I disagree MortenMacFly. I use Xcode on a daily basis and if you change any options that would in effect change the compiler command line generated your entire project is rebuilt. That is how it should be because if you don't you will get all sorts of strange errors and it will probably take you a little while to track them down. So this is all ready done in an a widely used industry IDE so its not out of the question.
You argument about it being the developer responsibility is weak. The IDE exist to remove developer responsibility and make it easier to develop. After all, why use an IDE or dependency system at all. The developer
knows when changes to a file and therefore he just build the ones that depend on it, shouldn't he? Yet CB does because it is error prone and easy to get wrong if you do it by hand.
Your are correct that an ideal implementation would be difficult, so don't use the ideal one. You use a more broad approach. I think a good way to implement this feature would be through another "Annoying Dialog" which would say:
"You have changed the build options of you project. If you compile some files with these options and try to link object files compiled with the previous there is a likelihood of strange linker and program errors. Would you like to do a full rebuild now?".

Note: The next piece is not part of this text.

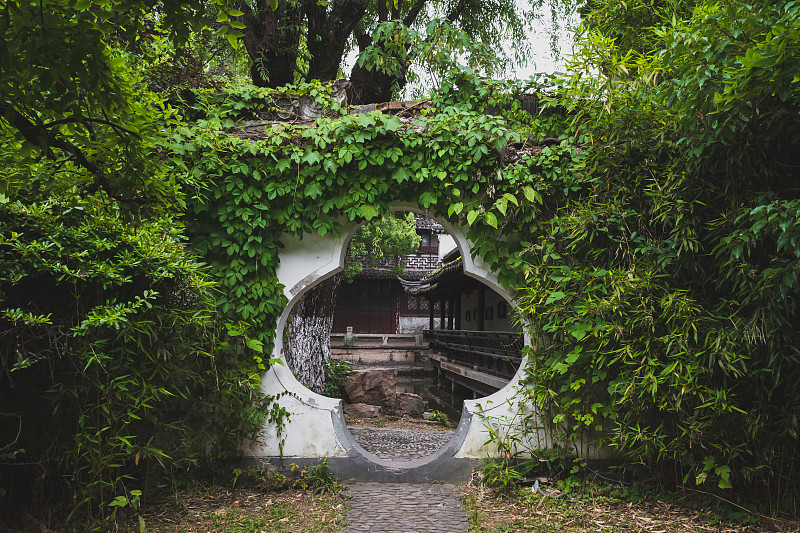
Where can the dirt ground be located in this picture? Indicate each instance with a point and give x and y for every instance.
(394, 422)
(243, 511)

This would be triggered every time you change a build option to your project. For even better control it should rebuild the entire project if you change a project or compiler option, but only a target if you change a targets options. That would be pretty easy to do.
BTW: Aren't we trying to be better than make?
EDIT: lw2nhl- you can generate dependicies in make to make sure it rebuilds when you change header files. Its not easy but it can be done and can be automated.